Major provisions / changes
- Recodification: Moves former Article 56 of Chapter 14 into a new Article 9 of Chapter 75 (G.S. 75‑151 et seq.), aligning debt‑settlement rules with consumer protection law.
- Definitions: Clarifies terms including “debt adjusting,” “debt settlement,” “debt adjuster,” “debtor,” and adds “affiliate.”
- “Debt adjusting” / “debt settlement” includes contracting to collect periodic payments from a debtor and acting as an intermediary to reduce, settle, or alter debt terms, including where fees are charged in advance of completing settlement.
- Prohibition: No person (directly or through affiliates) may engage in, offer to engage in, or attempt to engage in debt adjusting or debt settlement.
- Criminal penalty: Engaging in prohibited conduct is a Class 2 misdemeanor.
- Civil enforcement / remedies:
- Attorney General or district attorney may sue in Superior Court to enjoin debt‑adjusting/settlement activities as unfair or deceptive trade practices.
- Courts may appoint receivers for funds/property, order returns to debtors, assess civil penalties under G.S. 75‑15.2, and award attorney fees to the State under G.S. 75‑16.1.
- These remedies are stated to be in addition to other remedies under law.
- Authorized/excepted acts: Lists persons/transactions not treated as debt adjusters, including:
- Regular full‑time employees acting on an employer’s debts;
- Actions pursuant to court order or other law;
- Creditors or agents acting without cost to the debtor regarding debts owed to that creditor;
- Loans arranged at a debtor’s request where disbursement is authorized by the debtor and no adjustment fee is charged;
- Intermittent/casual assistance not held out as a business;
- Attorneys acting within the attorney‑client relationship (with certain limits);
- Credit counseling organizations and similar entities (subject to statutory conditions).
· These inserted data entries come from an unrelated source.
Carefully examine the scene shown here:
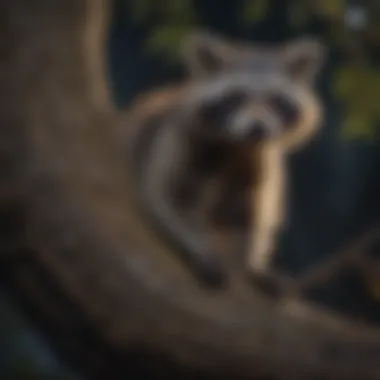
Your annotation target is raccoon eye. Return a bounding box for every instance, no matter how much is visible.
[269,95,300,126]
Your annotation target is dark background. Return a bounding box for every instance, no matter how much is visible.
[0,0,380,379]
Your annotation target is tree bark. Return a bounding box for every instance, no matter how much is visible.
[0,0,380,379]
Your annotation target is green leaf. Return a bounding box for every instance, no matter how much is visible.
[241,0,269,26]
[287,1,310,28]
[146,24,191,61]
[130,0,152,24]
[316,0,346,18]
[341,113,376,140]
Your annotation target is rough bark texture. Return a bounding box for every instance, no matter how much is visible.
[0,0,380,379]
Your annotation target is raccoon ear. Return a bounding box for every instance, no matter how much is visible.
[182,31,233,77]
[284,39,326,82]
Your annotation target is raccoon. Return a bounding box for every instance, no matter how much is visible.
[123,32,323,284]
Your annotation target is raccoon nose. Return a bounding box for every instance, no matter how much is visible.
[247,121,268,141]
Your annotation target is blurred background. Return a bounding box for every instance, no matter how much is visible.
[0,0,380,380]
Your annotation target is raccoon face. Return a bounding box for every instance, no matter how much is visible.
[192,81,301,143]
[180,34,323,149]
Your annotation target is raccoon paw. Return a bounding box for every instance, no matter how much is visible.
[249,270,283,299]
[196,253,228,289]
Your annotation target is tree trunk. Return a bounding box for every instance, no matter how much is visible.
[0,0,380,379]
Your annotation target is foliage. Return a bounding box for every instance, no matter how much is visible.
[125,0,380,138]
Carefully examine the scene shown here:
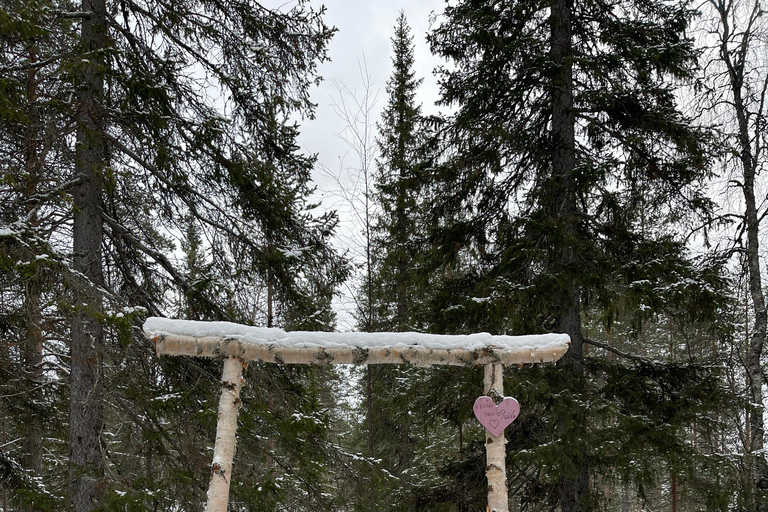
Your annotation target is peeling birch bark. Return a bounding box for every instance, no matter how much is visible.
[483,363,509,512]
[145,331,569,366]
[205,357,244,512]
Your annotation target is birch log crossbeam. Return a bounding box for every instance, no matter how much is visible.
[144,318,570,366]
[144,318,570,512]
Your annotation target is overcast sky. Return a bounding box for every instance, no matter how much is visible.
[300,0,444,194]
[268,0,444,331]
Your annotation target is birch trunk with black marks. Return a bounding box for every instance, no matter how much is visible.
[69,0,107,512]
[205,357,245,512]
[483,363,509,512]
[710,0,768,504]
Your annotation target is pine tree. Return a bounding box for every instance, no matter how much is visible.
[0,1,346,510]
[431,0,724,511]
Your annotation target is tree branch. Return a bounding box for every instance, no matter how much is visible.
[584,338,656,368]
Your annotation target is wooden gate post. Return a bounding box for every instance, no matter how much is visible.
[205,357,245,512]
[483,363,509,512]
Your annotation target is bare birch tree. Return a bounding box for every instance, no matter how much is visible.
[706,0,768,504]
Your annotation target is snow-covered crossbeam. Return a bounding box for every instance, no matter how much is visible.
[144,317,570,366]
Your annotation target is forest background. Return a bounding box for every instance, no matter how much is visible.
[0,0,768,512]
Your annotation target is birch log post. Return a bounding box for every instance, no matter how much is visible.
[144,318,570,366]
[205,357,244,512]
[483,363,509,512]
[144,318,570,512]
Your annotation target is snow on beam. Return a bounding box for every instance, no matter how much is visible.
[144,317,570,366]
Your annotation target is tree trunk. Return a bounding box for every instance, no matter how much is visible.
[69,0,107,512]
[144,324,568,367]
[483,363,509,512]
[205,357,245,512]
[21,48,43,512]
[717,2,768,504]
[547,0,589,512]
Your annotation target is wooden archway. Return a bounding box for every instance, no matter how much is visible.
[144,317,570,512]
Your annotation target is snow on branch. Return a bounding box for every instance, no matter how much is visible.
[144,317,570,366]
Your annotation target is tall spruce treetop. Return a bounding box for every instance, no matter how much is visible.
[374,11,422,331]
[430,0,718,511]
[0,0,345,511]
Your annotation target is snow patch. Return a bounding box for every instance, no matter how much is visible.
[144,317,570,352]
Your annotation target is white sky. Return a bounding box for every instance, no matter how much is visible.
[300,0,444,194]
[292,0,452,331]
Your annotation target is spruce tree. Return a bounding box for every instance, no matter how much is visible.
[430,0,723,511]
[0,0,346,510]
[374,11,423,331]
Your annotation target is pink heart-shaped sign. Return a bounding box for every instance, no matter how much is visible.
[472,396,520,437]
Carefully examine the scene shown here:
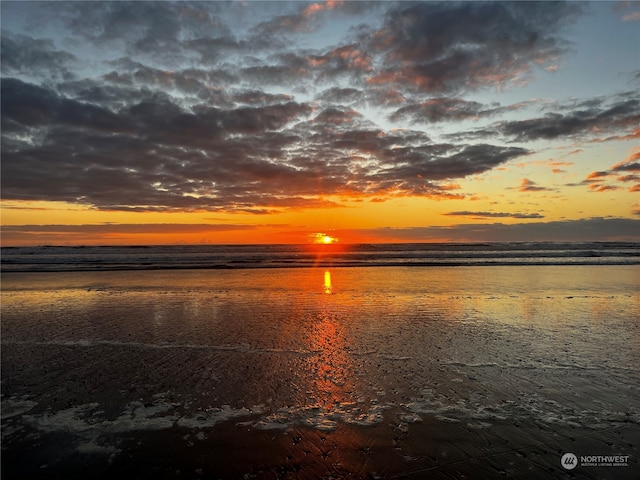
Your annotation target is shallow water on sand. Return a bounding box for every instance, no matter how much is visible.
[2,265,640,478]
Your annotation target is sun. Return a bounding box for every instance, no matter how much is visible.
[311,233,338,245]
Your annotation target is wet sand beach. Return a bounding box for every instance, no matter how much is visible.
[2,265,640,479]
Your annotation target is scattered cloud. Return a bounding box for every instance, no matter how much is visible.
[518,178,551,192]
[443,211,544,219]
[359,217,640,242]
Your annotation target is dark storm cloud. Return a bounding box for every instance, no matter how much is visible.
[369,2,581,92]
[2,75,527,211]
[1,1,608,213]
[358,217,640,242]
[0,34,76,78]
[389,97,525,124]
[497,93,640,142]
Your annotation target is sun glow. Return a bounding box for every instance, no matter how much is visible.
[310,233,338,245]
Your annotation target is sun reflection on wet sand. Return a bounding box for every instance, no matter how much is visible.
[324,270,333,295]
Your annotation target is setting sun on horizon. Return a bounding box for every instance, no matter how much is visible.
[0,1,640,246]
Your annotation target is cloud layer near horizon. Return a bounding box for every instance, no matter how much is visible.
[1,1,640,214]
[2,218,640,245]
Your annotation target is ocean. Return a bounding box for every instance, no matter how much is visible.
[1,243,640,480]
[1,242,640,272]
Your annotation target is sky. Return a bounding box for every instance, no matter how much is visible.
[0,0,640,246]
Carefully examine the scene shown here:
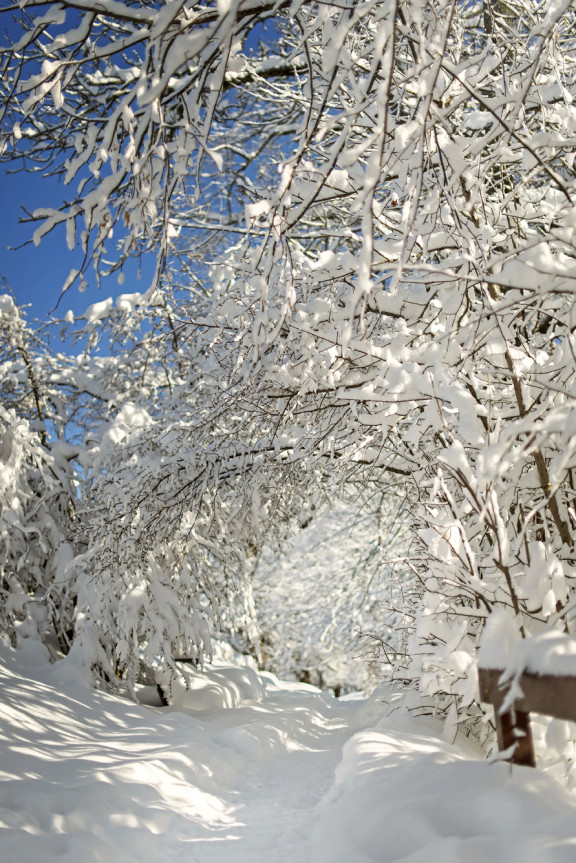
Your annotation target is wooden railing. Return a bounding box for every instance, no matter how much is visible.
[478,668,576,767]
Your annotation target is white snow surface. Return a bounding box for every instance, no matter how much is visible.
[0,643,576,863]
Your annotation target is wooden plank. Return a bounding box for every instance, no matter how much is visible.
[478,668,576,721]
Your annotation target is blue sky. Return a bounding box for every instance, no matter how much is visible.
[0,166,152,319]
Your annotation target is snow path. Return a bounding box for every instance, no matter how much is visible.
[0,644,576,863]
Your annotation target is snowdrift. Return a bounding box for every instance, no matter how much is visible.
[0,643,576,863]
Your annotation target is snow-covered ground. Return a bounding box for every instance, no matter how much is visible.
[0,644,576,863]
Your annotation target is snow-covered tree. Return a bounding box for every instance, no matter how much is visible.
[2,0,576,748]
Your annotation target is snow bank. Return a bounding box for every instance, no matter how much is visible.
[0,643,576,863]
[310,718,576,863]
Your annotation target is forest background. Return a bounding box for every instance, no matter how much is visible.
[0,0,576,768]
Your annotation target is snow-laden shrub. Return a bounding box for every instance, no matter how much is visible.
[254,497,410,692]
[0,405,75,649]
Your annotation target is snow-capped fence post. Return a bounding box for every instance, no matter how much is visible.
[478,668,576,767]
[478,668,542,767]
- Fee limits / “nominal consideration”: Defines “nominal consideration” for debt management plans as up to $40 origination/setup and up to 10% of the monthly disbursed payment (capped at $40/month).
Who is affected
- Primary: businesses and individuals that provide debt‑settlement, debt‑adjusting, or related intermediary services (including firms charging advance fees).
- Secondary: consumers/debtors seeking debt relief, creditors, nonprofit credit counselors, licensed attorneys, and state enforcement agencies (AG / district attorneys).
Potential impact
- Strengthens consumer protection tools against fee‑for‑advance debt settlement schemes by (a) treating prohibited practices as unfair trade practices with civil enforcement mechanisms and (b) retaining criminal sanctions.
- Clarifies permissible activities (credit counseling, attorney representation, creditor actions), and sets explicit nominal fee limits for debt‑management plans.
- May reduce consumer harm from unscrupulous debt‑settlement providers and make enforcement more administrable under Chapter 75.
Notes
- The bill’s full text contains additional technical provisions and detailed exceptions; interested readers should consult the bill language in G.S. 75‑151 et seq. and the legislative history for amendments or committee reports.